Auburn’s starting offensive line took shape at the end of spring with Austin Golson at left tackle, Alex Kozan at left guard, Xavier Dampeeer at center, Braden Smith at right guard and Robert Leff at right tackle taking most first team reps.
Malzahn didn’t use the starting label discussing the five, but his comments at SEC Media Days made it clear barring an unexpected development that’s the group fans will see up front on Sept. 3.
“The first five that we put out there, you know they’re pretty much battle-tested and we know what we’re getting,” Malzahn said.
Playing to their strengths
Auburn’s offense will go through some changes once the team names a starter during fall camp.
Malzahn didn’t detail his exact plans, but confirmed the Tigers’ offensive game plan would be tailored to the strengths of the quarterback who wins the job.

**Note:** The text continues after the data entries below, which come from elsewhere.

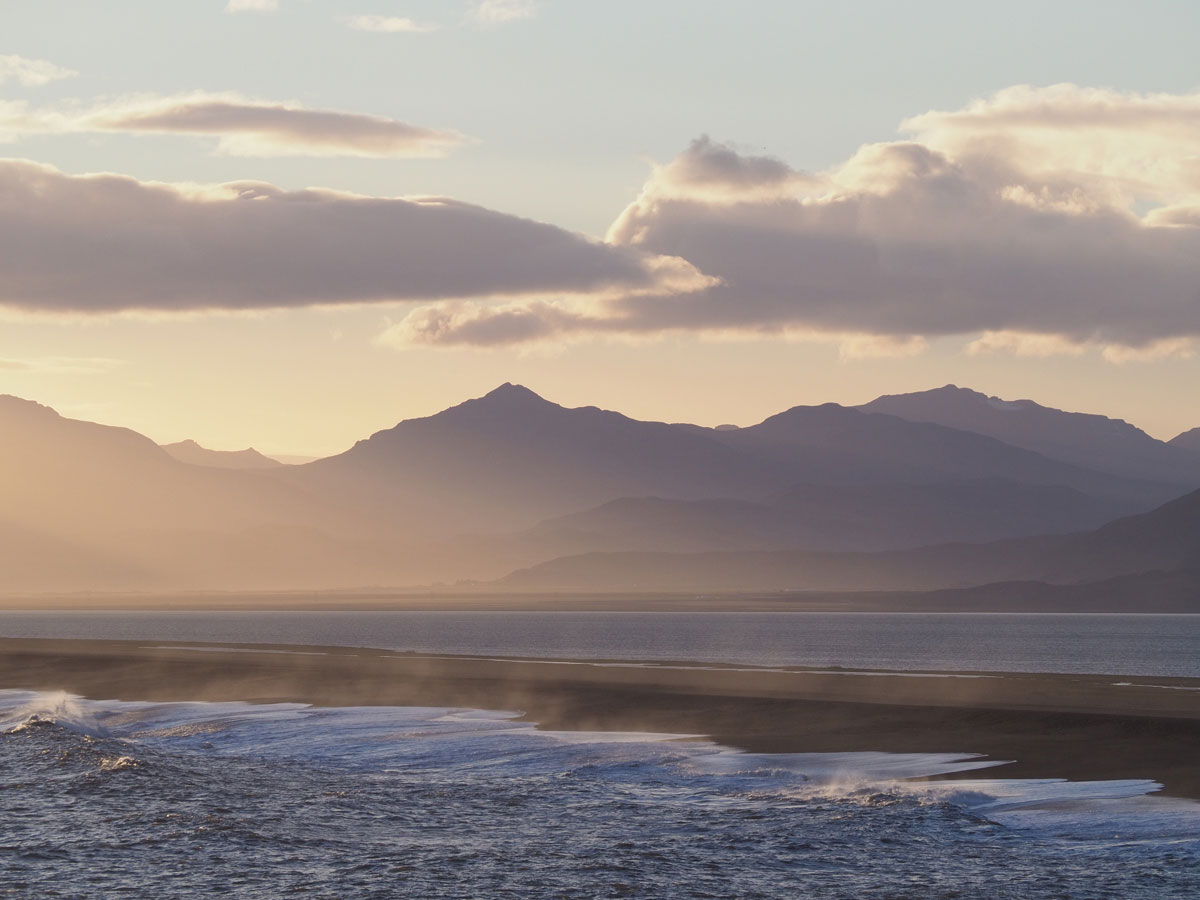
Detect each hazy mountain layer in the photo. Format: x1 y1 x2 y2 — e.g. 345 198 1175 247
161 440 283 469
1166 428 1200 454
526 479 1129 554
858 384 1200 487
0 385 1190 593
502 491 1200 590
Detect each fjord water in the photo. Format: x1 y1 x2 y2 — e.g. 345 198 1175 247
0 611 1200 677
0 691 1200 900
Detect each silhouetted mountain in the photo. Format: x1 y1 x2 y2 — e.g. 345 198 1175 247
499 491 1200 590
526 479 1127 554
1031 491 1200 582
0 385 1195 600
1166 428 1200 454
295 384 1178 534
292 384 780 532
0 396 388 592
709 403 1178 509
858 384 1200 487
160 440 283 469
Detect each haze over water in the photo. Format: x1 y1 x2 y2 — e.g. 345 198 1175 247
0 691 1200 900
0 611 1200 677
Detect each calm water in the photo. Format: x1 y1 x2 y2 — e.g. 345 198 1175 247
0 691 1200 900
0 612 1200 677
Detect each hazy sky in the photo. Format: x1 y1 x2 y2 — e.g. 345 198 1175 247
0 0 1200 454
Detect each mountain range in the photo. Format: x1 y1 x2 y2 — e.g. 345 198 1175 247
0 384 1200 607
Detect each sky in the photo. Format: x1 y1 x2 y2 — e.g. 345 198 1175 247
0 0 1200 455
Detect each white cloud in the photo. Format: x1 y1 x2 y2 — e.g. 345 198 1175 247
0 160 704 314
1102 337 1200 365
347 16 438 35
398 85 1200 352
967 331 1087 358
226 0 280 12
0 91 467 157
0 55 79 88
467 0 538 28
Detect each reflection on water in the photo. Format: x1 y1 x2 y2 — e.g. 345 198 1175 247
0 612 1200 677
0 691 1200 900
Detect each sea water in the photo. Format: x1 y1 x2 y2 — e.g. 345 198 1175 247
0 691 1200 900
0 611 1200 678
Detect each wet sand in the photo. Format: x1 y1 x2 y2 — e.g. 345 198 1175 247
0 638 1200 799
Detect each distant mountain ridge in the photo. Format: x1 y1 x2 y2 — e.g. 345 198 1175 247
499 491 1200 595
1166 428 1200 454
857 384 1200 487
160 440 283 469
286 384 1180 533
7 384 1198 602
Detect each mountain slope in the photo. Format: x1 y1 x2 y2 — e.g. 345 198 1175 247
710 403 1180 511
295 384 1180 535
161 440 283 469
289 384 779 532
1166 428 1200 454
857 384 1200 487
500 491 1200 590
524 479 1127 554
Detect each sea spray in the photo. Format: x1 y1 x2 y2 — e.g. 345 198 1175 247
0 691 1200 900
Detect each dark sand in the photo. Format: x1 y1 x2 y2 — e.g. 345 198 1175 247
0 588 1200 613
0 638 1200 799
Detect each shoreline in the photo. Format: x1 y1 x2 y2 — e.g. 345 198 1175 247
0 586 1200 616
9 638 1200 799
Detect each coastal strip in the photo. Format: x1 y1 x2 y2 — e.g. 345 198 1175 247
0 638 1200 799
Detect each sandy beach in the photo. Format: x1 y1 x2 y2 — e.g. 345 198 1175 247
0 638 1200 799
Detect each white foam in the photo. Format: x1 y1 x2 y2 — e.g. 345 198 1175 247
0 690 1200 841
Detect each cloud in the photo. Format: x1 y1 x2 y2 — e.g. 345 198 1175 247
346 16 438 35
393 85 1200 361
966 331 1087 358
226 0 280 12
467 0 538 28
0 55 79 88
0 92 467 157
901 84 1200 208
0 356 125 374
0 160 706 314
1102 337 1200 365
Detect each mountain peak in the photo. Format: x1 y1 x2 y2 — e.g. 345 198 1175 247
0 394 61 419
480 382 547 403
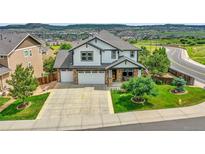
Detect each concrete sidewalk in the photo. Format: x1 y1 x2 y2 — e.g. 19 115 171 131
0 102 205 130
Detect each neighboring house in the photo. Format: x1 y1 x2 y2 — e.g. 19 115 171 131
40 47 55 61
0 32 43 89
54 30 144 86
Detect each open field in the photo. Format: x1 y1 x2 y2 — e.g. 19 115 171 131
0 97 10 106
0 93 49 120
111 85 205 113
133 39 205 64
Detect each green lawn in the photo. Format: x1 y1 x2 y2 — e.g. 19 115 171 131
0 97 10 106
185 45 205 65
0 93 49 120
111 85 205 112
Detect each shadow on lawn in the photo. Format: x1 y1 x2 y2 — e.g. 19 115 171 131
116 94 154 111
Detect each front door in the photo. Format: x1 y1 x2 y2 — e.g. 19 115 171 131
112 70 117 81
122 68 133 81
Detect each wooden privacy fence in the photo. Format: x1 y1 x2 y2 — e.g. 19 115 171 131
169 68 195 85
37 73 57 85
152 76 174 84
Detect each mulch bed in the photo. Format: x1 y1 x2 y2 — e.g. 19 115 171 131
16 102 31 110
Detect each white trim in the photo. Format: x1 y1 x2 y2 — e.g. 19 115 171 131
7 34 41 56
15 45 39 51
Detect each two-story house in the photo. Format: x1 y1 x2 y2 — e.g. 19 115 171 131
54 30 144 85
0 32 43 89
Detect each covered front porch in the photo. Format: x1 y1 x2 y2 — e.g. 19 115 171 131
106 68 141 86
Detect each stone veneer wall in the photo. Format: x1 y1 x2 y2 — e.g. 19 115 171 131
105 70 112 86
57 69 61 82
73 69 78 84
133 68 138 77
116 69 123 82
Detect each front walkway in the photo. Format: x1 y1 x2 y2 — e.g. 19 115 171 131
37 86 110 119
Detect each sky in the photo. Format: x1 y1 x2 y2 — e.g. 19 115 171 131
0 23 205 26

The comments indicate a John Franklin III-run Auburn offense will look much different than if Jeremy Johnson or Sean White wins the job.
“Once we identify who our starter is, it gives us a best chance of winning,” Malzahn said. “You will see us tweak our offense to build around their strengths. We're always going to have the same philosophy and core beliefs with our offense, but once we make that call on who that guy is, we will tweak and try to build around their strengths and try not to ask them to do things that are maybe not their strengths.”
Home sweet home?
The early portion of Auburn’s schedule isn’t exactly what anyone would describe as a cakewalk. The Tigers are happy to spend the first five weeks of the regular season at Jordan-Hare Stadium, but the team faces Clemson, Texas A&M and LSU before the end of September.
“We got a real schedule starting out,” Malzahn said. “I would probably put our schedule up against anybody in college football, especially early.”
Correcting the record
When Malzahn fielded what was supposed to be an affable question about his former wide receivers coach Dameyune Craig on the main stage Monday there was a slight edge to his voice. The reporter wanted to know if trading assistants with LSU would fuel the rivalry between the two SEC West programs.
“First of all, coach Craig decided to move on,” Malzahn said pointedly. “He did a good job for us. We wish him nothing but the best.”
The rest of Malzahn’s response was about being pleased former Auburn wide receiver Kodi Burns as Craig’s replacement and the defensive philosophy Steele brings to the table.